Model Context Protocol

Learn what model context protocol (MCP) is, how it works, and how it can improve your workflows.

What Is the Model Context Protocol?

The Model Context Protocol (MCP) is a way to let AI systems, like LLMs, connect to the outside world. With MCP, AI can access newest information, trigger actions, or interact with other systems. Instead of buiding a custom connection for every app, database, or API, MCP provides a universal way to do this.

MCP acts like a universal adapter. It defines a common protocol, or a standard, for how AI applications communicate with external tools and data sources.

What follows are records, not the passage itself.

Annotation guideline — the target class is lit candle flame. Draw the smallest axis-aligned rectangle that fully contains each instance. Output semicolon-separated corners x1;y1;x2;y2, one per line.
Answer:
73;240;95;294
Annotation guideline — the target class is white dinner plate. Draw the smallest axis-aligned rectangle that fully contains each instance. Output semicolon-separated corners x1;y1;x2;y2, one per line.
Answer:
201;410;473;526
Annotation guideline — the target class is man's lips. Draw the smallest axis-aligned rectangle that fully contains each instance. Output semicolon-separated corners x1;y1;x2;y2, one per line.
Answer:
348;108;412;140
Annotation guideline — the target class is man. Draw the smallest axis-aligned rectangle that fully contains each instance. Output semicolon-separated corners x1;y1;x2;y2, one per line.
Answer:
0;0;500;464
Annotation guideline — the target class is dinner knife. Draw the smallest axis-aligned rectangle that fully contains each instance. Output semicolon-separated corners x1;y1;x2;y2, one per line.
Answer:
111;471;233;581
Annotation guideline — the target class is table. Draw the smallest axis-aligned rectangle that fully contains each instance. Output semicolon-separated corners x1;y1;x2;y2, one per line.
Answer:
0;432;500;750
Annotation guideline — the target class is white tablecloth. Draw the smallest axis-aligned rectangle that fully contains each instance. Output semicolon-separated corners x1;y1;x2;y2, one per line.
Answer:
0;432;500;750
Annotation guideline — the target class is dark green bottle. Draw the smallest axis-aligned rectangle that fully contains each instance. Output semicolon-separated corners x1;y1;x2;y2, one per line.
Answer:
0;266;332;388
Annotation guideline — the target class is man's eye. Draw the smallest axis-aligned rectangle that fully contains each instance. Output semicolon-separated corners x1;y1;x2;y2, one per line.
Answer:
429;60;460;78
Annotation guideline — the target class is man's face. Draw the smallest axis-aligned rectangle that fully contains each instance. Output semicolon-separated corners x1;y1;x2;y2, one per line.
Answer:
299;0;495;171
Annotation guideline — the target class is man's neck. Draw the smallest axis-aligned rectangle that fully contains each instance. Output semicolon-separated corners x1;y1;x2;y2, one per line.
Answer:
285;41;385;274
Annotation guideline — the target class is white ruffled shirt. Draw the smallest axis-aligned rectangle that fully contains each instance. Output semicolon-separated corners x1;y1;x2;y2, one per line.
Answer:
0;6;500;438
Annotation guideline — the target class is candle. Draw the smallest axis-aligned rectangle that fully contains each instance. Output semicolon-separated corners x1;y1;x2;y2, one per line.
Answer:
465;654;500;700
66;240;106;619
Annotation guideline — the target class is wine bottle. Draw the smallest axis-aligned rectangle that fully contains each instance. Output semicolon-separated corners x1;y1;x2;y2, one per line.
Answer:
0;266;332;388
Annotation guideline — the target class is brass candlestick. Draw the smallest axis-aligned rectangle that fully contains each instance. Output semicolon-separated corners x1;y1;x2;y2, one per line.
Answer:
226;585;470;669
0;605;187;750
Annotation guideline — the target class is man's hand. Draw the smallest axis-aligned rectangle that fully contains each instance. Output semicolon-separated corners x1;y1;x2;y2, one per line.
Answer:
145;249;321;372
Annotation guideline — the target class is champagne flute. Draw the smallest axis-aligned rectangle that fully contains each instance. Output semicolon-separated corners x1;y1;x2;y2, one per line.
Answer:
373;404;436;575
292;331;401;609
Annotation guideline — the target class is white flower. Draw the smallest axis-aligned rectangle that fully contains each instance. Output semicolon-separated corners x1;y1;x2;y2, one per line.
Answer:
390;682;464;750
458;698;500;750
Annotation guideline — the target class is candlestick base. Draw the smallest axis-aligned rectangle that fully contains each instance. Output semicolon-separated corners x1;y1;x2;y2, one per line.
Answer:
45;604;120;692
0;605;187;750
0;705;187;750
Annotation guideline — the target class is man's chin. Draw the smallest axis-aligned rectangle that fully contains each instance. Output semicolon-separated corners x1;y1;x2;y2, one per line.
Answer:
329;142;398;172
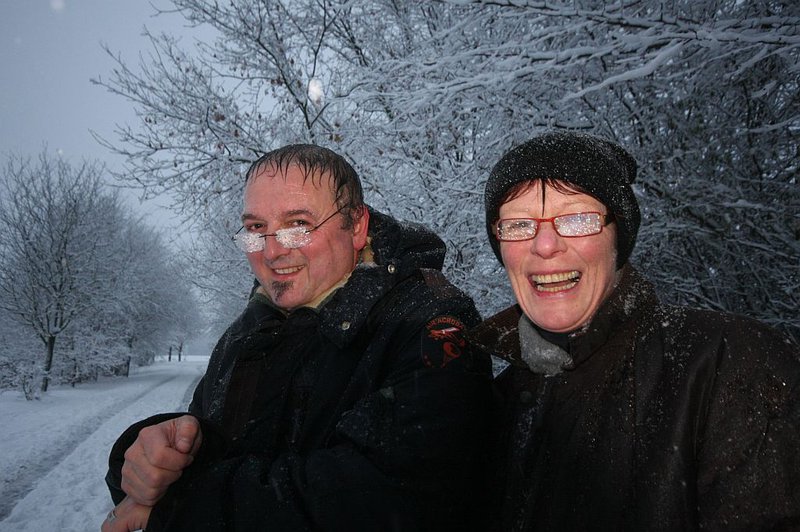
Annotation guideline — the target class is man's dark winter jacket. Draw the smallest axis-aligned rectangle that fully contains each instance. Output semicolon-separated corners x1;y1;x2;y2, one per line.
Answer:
107;211;491;532
470;266;800;532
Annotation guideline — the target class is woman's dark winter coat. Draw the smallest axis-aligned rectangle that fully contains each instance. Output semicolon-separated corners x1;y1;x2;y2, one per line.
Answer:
108;211;491;532
470;266;800;532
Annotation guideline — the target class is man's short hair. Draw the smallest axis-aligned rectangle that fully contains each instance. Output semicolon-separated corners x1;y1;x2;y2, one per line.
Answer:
245;144;364;228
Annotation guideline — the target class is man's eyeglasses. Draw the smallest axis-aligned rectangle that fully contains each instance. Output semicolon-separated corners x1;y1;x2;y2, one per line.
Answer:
494;212;614;242
233;209;342;253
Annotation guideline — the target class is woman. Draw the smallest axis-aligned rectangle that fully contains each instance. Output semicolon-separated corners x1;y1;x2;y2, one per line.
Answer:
472;132;800;531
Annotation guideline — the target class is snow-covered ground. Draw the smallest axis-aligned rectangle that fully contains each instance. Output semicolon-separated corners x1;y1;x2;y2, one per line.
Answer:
0;358;208;532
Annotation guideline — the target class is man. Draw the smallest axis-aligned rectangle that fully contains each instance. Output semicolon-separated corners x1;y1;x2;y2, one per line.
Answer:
103;145;491;531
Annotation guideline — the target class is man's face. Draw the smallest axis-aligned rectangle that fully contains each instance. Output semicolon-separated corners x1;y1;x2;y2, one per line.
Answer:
242;166;369;310
500;184;617;332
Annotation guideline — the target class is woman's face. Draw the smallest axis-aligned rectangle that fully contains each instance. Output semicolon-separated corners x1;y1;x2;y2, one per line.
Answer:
500;183;617;332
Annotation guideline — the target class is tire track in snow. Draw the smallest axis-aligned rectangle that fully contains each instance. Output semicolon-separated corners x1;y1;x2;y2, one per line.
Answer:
0;368;200;521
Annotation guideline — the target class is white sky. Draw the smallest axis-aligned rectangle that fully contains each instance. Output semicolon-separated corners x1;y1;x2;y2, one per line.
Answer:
0;0;206;230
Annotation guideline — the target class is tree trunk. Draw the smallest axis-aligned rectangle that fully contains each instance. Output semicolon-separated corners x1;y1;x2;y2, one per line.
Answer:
42;335;56;393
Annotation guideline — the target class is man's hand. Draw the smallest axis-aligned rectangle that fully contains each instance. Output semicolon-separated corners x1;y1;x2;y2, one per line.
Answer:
100;497;153;532
122;416;203;504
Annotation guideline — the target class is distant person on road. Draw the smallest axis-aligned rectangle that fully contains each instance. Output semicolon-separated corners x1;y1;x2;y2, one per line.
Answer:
103;145;491;532
469;132;800;532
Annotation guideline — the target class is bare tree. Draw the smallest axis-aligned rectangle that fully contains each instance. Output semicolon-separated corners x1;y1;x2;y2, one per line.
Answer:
0;151;202;398
98;0;800;334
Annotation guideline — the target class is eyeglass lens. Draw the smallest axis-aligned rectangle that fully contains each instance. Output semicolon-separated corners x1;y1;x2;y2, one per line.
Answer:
233;209;341;253
497;212;603;240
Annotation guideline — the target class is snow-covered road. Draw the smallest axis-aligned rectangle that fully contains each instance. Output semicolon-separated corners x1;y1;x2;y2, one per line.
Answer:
0;358;208;532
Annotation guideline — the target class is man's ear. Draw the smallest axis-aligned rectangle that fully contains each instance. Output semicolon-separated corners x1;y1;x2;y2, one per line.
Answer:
353;205;369;251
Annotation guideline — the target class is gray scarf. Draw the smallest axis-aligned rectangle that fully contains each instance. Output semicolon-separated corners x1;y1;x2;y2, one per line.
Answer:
518;314;572;377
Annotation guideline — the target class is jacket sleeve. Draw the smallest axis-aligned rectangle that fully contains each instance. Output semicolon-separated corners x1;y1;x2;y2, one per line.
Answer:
148;300;491;531
697;320;800;530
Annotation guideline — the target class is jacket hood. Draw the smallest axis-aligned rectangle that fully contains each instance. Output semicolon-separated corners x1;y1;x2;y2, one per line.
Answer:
367;207;447;278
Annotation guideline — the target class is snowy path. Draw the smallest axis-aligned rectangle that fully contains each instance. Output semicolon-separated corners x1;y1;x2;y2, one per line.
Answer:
0;359;207;532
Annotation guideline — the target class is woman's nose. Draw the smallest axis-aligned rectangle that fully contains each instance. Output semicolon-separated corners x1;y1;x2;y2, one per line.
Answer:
531;222;567;258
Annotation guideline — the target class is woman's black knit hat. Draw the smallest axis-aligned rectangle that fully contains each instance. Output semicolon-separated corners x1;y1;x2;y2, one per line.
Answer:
484;131;641;268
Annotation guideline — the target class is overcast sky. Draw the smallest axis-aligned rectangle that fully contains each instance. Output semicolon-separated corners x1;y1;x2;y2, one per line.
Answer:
0;0;205;229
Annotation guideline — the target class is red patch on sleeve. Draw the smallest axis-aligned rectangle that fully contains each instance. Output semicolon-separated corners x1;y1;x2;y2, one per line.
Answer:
422;316;466;368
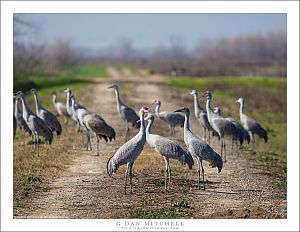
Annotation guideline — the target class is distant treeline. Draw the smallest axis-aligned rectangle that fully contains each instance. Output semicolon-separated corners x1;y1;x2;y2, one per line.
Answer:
14;20;287;85
136;32;287;77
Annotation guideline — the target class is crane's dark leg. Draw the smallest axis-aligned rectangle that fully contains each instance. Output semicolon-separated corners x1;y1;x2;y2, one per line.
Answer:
73;123;80;150
129;165;133;194
125;121;130;142
223;139;227;163
163;156;168;191
37;135;40;156
235;140;240;156
164;156;171;191
84;131;91;151
96;135;99;156
64;116;68;132
196;158;200;189
221;138;223;160
199;159;205;190
248;131;254;144
32;133;36;151
124;163;129;195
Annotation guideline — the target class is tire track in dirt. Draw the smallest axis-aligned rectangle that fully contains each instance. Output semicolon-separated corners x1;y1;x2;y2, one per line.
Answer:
14;70;287;218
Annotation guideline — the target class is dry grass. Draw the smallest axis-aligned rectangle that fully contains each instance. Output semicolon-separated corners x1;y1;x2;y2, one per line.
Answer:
13;85;92;205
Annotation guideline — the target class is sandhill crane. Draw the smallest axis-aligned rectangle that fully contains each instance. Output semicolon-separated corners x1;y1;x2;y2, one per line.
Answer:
204;91;235;162
106;106;150;194
175;108;223;190
145;114;194;190
63;88;85;123
236;98;268;143
108;84;140;141
13;115;17;138
152;99;184;137
52;91;70;130
15;97;31;144
190;89;213;144
70;95;91;150
30;89;62;135
213;107;250;153
83;114;116;155
15;91;53;155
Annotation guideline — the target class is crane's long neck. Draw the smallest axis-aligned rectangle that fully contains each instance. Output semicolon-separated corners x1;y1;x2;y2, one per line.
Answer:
240;101;244;121
15;98;21;118
183;112;192;144
139;112;146;136
206;98;213;118
193;94;203;117
21;96;33;121
155;103;160;116
183;113;190;132
66;91;71;108
146;119;154;135
71;98;75;113
52;94;56;105
33;93;42;114
115;89;123;112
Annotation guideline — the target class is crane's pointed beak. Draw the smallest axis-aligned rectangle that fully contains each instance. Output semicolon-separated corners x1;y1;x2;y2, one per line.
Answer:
107;85;115;89
174;109;183;113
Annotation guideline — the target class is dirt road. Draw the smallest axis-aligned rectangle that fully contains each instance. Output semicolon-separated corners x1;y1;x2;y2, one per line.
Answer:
14;70;287;219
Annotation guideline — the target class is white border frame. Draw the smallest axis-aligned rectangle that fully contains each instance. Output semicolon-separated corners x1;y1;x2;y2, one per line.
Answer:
1;1;299;231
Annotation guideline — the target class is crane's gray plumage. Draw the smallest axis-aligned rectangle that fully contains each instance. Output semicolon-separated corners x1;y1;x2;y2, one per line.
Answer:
15;91;53;154
106;106;149;194
190;89;213;144
214;107;250;153
52;91;70;130
31;89;62;135
175;108;223;190
237;98;268;142
64;88;85;123
108;84;140;141
152;100;184;136
204;91;236;162
145;114;194;189
15;97;32;142
83;114;116;155
13;115;17;138
70;95;92;150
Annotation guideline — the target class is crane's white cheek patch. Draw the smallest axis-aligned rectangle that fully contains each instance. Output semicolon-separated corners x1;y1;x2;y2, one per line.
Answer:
88;170;100;174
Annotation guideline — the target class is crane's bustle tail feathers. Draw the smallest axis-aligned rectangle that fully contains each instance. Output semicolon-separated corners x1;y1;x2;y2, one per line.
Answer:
106;156;115;177
184;149;194;170
132;120;141;129
207;152;223;173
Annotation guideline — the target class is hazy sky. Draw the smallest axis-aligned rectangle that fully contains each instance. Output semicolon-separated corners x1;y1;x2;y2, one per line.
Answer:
18;14;286;48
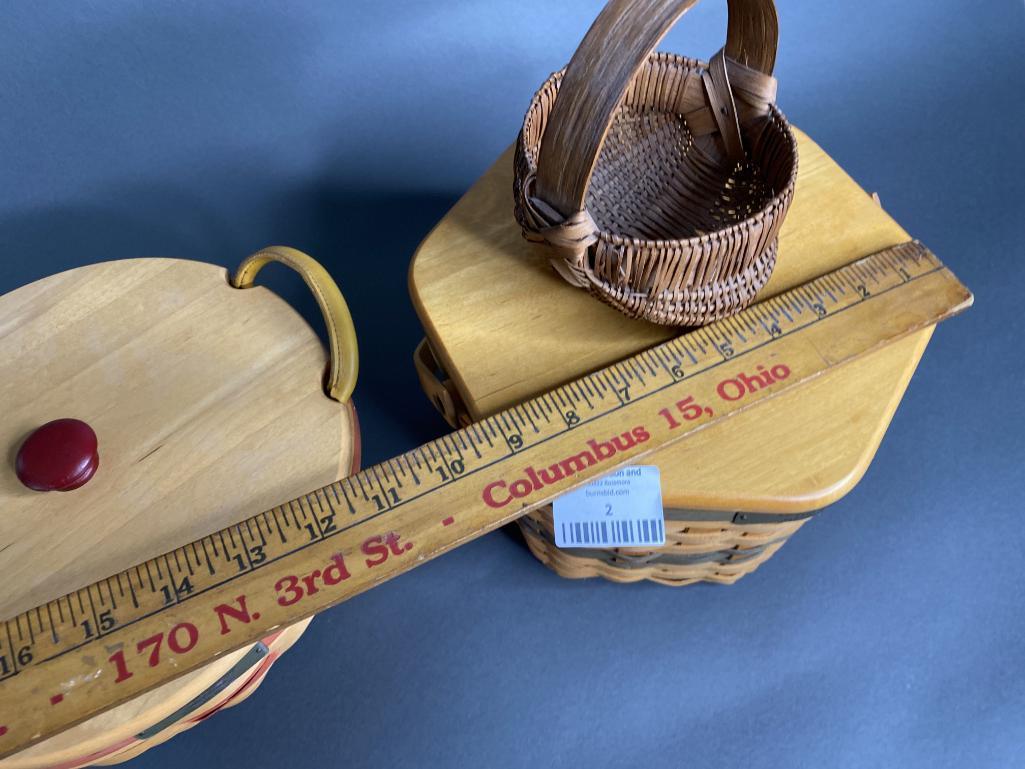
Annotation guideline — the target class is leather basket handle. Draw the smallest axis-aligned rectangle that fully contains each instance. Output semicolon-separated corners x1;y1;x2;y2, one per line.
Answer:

Just as USB-C standardizes how devices connect, MCP standardizes how AI connects to external capabilities. For deepset AI Platform, this means you can connect pipelines to a wide range of tools and services with the same interface.

MCP defines how an AI assistant requests data from tools and how those tools respond. When a tool supports MCP, you can use it across any compatible client, such as Cursor, Claude Desktop, or your own custom agent.

Key Concepts

MCP uses a client-server architecture with three key components:

  • MCP Host: The AI app the user interacts with, like Claude Desktop or VS Code. The host manages the overall workflow and launches one MCP client for each server it connects to.
  • MCP Client: The component that manages communication between the host and the server.
  • MCP Server: A program that offers capabilities, like tools, resources, or prompts, to the client or host. It can run locally or remotely.

The host coordinates the entire process. It creates one MCP client to communicate with each MCP server.

The Workflow

Here's how a typical interaction works:

If the host is Claude Desktop with an MCP extension, and a user asks a question that requires an external tool, the host forwards the query to its MCP client. The client starts a session with the MCP server. They exchange information about available tools and capabilities. The client sends a tool call, the server returns the result, and the client passes the response back to the host. The host then formats it into natural language for the user.

Benefits of MCP

MCP brings several key benefits to your AI applications.

Vendor-Agnostic Integration

MCP abstracts away vendor-specific APIs, making it possible to connect to external tools and services without writing custom integration code. MCP handles the communication protocol, so you focus on building your AI logic.

Flexible Tool Access

Access a growing ecosystem of MCP-compatible tools, including:

  • Database connections
  • Web search capabilities
  • File system operations
  • API integrations
  • Custom business tools

Enhanced AI Capabilities

Give your AI models access to real-time data and tools, enabling them to:

  • Answer questions with current information
  • Perform actions on external systems
  • Access specialized data sources
  • Execute complex workflows

Future-Proof Architecture

As more tools adopt MCP, your pipelines automatically gain access to new capabilities without code changes.